Very slow example parallel code in python, slower then serial-CodePudding

I am trying to learn parallel programming with python 3 and have troubles with all the toy examples. Particularly, get any code from textbook/course/youtube, try to execute it and... get very slow working. I've actually never seen fastly working examples for beginners. Everything is slow, if you can execute it. It is much slower then usual serial code with loops. Could anyone help with issue?

I work in Windows 10, Jupyter and use Intel Core i5-8300H 2.3 GHz, 4 physical cores and 8 threads. I modified code from here

We will work using reproducible & evidence-based argumentation, that's fair, isn't it?

WORK PLAN - where is the PERFORMANCE gained or lost :

measure the pure-[SERIAL] code as-is
measure the pure-[SERIAL] code after performance was tuned-up
measure the pure-[SERIAL] code once called using multiprocessing

as-is code took 22,704,803 [us] ~ 22,7 sec ( ~ 5,375 sec on your localhost )

>>> from zmq import Stopwatch; aClk = Stopwatch()         # a [us]-granular clock
>>>
>>> aClk.start(); _ = [ _.append( howmany_within_range( row,
...                                                     minimum = 4,
...                                                     maximum = 8 )
...                               ) for row in data ]; aClk.stop()
22704803 [us]

improved code 1,877,015 [us] ~ 1.88 sec numpy-code ~ 12x faster & so will be on your localhost

Python Interpreter is known, since ever, to be slow on looping. If people downvote this answer for sharing this for years known feature ( as many did in past answers that noted this fact ), it does not cause Python Interpreter to start working faster, so rather kindly avoid this hate-driven voting, it does not make world better, does it?

We can do better instead, the 1E7-large, outer, list-iterator based loop is a very frequent school-book example anti-pattern, the row-wise internal loop inside the how_many_within_range() is twice as bad anti-pattern ( besides calling 1E7-times the call-signature processing (passing data parameters' decoding overheads), the row-wise for-loop iterator is, again, a slo-mo syntax constructor, here repeated 1E7-times - nothing to joy or celebrate, perhaps the book author was enthusiastic on efficiency devastation code practices - in that and only that case a Performance devastator badge ought be awarded for such a few-SLOC performance anti-pattern ).

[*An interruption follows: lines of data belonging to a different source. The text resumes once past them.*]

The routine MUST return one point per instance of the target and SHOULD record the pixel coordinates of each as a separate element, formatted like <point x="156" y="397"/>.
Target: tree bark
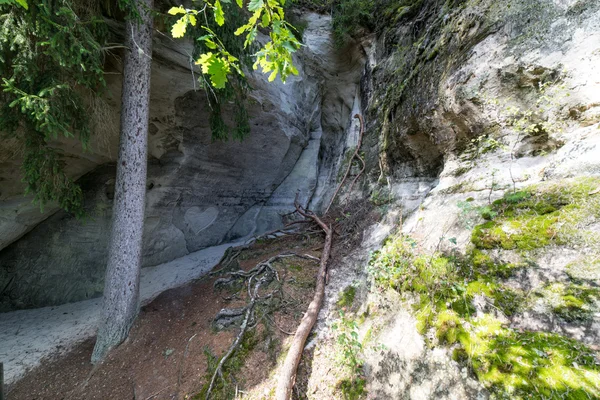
<point x="121" y="287"/>
<point x="287" y="374"/>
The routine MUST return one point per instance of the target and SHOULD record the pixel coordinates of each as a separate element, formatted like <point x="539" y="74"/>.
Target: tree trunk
<point x="121" y="287"/>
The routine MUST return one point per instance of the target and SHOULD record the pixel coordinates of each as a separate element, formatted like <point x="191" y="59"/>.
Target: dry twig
<point x="287" y="376"/>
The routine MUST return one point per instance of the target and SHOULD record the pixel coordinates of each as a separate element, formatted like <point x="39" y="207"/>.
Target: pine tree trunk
<point x="121" y="287"/>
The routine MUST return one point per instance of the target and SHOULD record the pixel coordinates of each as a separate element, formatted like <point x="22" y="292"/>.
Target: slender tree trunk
<point x="121" y="287"/>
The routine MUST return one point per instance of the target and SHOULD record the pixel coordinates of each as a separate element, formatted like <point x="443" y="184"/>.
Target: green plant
<point x="380" y="197"/>
<point x="49" y="56"/>
<point x="349" y="343"/>
<point x="346" y="299"/>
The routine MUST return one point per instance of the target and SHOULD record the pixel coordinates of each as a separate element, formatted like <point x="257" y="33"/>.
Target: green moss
<point x="539" y="216"/>
<point x="585" y="269"/>
<point x="572" y="302"/>
<point x="347" y="297"/>
<point x="525" y="364"/>
<point x="448" y="327"/>
<point x="508" y="300"/>
<point x="353" y="389"/>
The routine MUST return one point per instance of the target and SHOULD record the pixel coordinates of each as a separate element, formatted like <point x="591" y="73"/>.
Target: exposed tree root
<point x="287" y="376"/>
<point x="355" y="155"/>
<point x="253" y="294"/>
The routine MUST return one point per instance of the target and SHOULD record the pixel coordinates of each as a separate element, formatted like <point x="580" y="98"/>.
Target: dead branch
<point x="287" y="375"/>
<point x="187" y="347"/>
<point x="362" y="131"/>
<point x="254" y="296"/>
<point x="236" y="343"/>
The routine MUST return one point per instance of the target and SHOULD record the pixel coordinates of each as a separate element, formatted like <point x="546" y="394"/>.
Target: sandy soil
<point x="165" y="356"/>
<point x="29" y="336"/>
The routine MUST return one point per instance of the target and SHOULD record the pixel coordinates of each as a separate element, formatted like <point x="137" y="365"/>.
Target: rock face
<point x="200" y="192"/>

If we take time to understand what the code as-is actually calculates, we can right here improve the performance 12x better just by not losing a bit of time for non-productive steps.

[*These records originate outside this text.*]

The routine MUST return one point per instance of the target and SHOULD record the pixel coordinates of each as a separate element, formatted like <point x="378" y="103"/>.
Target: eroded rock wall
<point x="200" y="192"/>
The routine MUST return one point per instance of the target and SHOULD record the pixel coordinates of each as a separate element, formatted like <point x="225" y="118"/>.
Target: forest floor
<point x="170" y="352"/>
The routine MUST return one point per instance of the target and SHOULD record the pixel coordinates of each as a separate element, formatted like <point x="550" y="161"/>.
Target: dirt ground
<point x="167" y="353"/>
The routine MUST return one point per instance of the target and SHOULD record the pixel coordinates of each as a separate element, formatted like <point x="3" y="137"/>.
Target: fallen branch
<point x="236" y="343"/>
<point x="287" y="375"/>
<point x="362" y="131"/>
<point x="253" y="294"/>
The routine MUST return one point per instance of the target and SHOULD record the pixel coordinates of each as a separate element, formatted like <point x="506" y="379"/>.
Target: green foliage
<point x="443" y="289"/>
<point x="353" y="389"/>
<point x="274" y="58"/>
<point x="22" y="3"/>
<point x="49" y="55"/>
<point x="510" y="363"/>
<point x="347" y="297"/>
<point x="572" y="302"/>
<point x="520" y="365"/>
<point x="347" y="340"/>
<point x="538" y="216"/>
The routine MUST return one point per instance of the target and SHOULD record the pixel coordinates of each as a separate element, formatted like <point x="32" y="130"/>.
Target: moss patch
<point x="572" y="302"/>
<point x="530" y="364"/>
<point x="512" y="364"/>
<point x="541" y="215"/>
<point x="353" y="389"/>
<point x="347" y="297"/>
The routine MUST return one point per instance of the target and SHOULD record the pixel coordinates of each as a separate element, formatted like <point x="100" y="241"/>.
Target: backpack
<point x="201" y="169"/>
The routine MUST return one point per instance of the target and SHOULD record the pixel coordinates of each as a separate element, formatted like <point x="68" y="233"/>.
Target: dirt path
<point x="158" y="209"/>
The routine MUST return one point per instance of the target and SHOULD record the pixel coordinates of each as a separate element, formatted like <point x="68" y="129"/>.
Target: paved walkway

>>> from zmq import Stopwatch; aClk = Stopwatch()         # a [us]-granular clock
>>>
>>> aClk.start(); _ = np.where( ( arr >= 4 )*( arr <= 8 ),# if condition met
...                              1,                       #    set cell 1
...                              0                        # else        0
...                              ).sum( axis = 1          # .sum() row-wise
...                                     ); aClk.stop()
1877015 [us]

measure the pure-[SERIAL] code once called using multiprocessing

If one has successfully understood the step 2), the step 3) is many times worse due to another factor - introduced by "upgrading" the already awfully bad mix of triple-inefficient iterator-driven looping seen above to a next, many orders of magnitude less efficient, level of inefficiency - as we will have to be paying 1E7-times (perhaps unexpectedly) expensive costs of passing (here at least small in RAM-size & easy to process, in serialisation-complexity terms) a set of parameters towards the "remote"-worker processes, each time a call-signature was called to do so.

1E7-times ... (!)

That happens at a cost of a sum of add-on [TimeDOMAIN] and [SpaceDOMAIN] costs of:

SER: a pickle.dumps()-SER-ialiser RAM-allocate/RAM-copy/CPU-process
XFER: acquiring and using the O/S-tools for process-to-process communication ( pipe on POSIX compliant O/S, or even spending extra costs on building & using protocol-stack enriched TCP-emulated pipe on other O/S )
DES: a pickle.loads()-DES-erialiser RAM-allocate/RAM-copy/CPU-process to decode the set of parameters received from XFER inside the "remote"-process

The costs of doing it this way are those that make up those about 5~22 seconds grow into observed minutes of slowed-down processing (awfully inefficient by all, not only these SER/XFER/DES, non-productive costs added - for the process-instantiation add-on overhead costs you may read raw details in the figure above or read the full story )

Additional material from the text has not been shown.